Inoltre nella fattispecie sottoposta alla propria attenzione, non essendosi provveduto alla comunicazione dell’indennità di occupazione determinata in via amministrativa, la Corte ritiene corretta anche la qualificazione della domanda proposta dall’attore come azione di determinazione giudiziale della stessa, anziché come opposizione alla stima, la quale non consente peraltro di escludere la spettanza della controversia alla competenza in unico grado della corte d’appello, né l’applicabilità del rito sommario di cognizione.

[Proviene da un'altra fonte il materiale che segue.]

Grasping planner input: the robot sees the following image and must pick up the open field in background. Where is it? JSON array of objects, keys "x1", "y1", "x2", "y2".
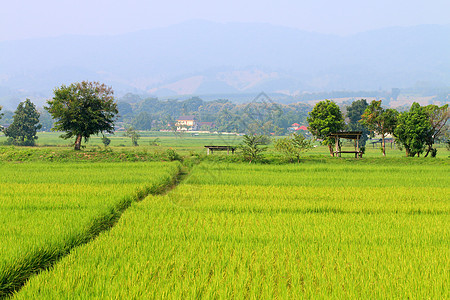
[
  {"x1": 0, "y1": 132, "x2": 450, "y2": 158},
  {"x1": 0, "y1": 162, "x2": 180, "y2": 298},
  {"x1": 16, "y1": 158, "x2": 450, "y2": 299}
]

Infatti la predetta competenza, introdotta dalla L. 22 ottobre 1971, n. 865, art. 19 e confermata dapprima dal D.P.R. n. 327 del 2001, art. 54, comma 1 ed in seguito dal D.Lgs. n. 150 del 2011, art. 29, comma 2, si estende a tutte le controversie riguardanti il quantum delle indennità collegate al procedimento ablatorio, ivi comprese sia le domande volte ad ottenere la liquidazione di un importo maggiore di quello stabilito in sede amministrativa, sia, in mancanza, quelle volte ad ottenere la determinazione giudiziale del giusto indennizzo, e restando escluse soltanto le domande finalizzate a conseguire il pagamento dell’indennità definitivamente accertata e non contestata (cfr. Cass., Sez. Un., 25/07/2016, n. 15283; 6/12/2010, n. 24687; Cass., Sez. VI, 3/06/2020, n. 10440).

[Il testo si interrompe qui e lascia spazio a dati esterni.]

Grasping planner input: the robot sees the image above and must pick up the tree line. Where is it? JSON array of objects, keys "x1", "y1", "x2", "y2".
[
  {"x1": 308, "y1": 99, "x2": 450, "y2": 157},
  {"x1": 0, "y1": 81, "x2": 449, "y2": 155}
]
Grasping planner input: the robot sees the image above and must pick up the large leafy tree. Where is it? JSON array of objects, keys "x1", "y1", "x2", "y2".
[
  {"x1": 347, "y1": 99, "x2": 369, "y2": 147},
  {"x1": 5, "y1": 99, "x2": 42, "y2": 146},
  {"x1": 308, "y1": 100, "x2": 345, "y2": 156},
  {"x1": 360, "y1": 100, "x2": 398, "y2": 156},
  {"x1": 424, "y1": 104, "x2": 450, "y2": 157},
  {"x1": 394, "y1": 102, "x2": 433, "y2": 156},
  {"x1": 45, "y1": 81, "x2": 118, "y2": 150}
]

Inoltre la spettanza delle predette controversie alla competenza in unico grado della corte d’appello non esclude l’assoggettamento delle stesse al rito sommario di cognizione, espressamente previsto dal D.Lgs. n. 150 del 2011, art. 29, comma 1, indipendentemente dalla natura collegiale dell’organo competente e dalla qualificazione della domanda come opposizione alla stima o come azione di determinazione giudiziale dell’indennità. In proposito si ricorda che la questione di legittimità costituzionale del D.Lgs. n. 150 del 2011, artt. 3 e 29, sollevata in riferimento, tra l’altro, agli artt. 3,24 e 111 Cost., è stata dichiarata inammissibile dalla Corte costituzionale, la quale ha ritenuto non irragionevole, in quanto riconducibile ad un chiaro disegno riformatore, orientato alla semplificazione dei procedimenti in esame, la scelta di assoggettarli al rito sommario obbligatorio, escludendo che il processo ordinario di cognizione sia coperto da garanzia costituzionale come modello tendenzialmente vincolante per il legislatore, ed affermando comunque che una diversa opzione avrebbe natura inevitabilmente creativa, vertendosi in una materia rimessa alla discrezionalità del legislatore ed essendo ipotizzabile una pluralità di possibili soluzioni (cfr. Corte Cost., sent. n. 10 del 2013; ord. nn. 190 e 226 del 2013, n. 42 del 2014).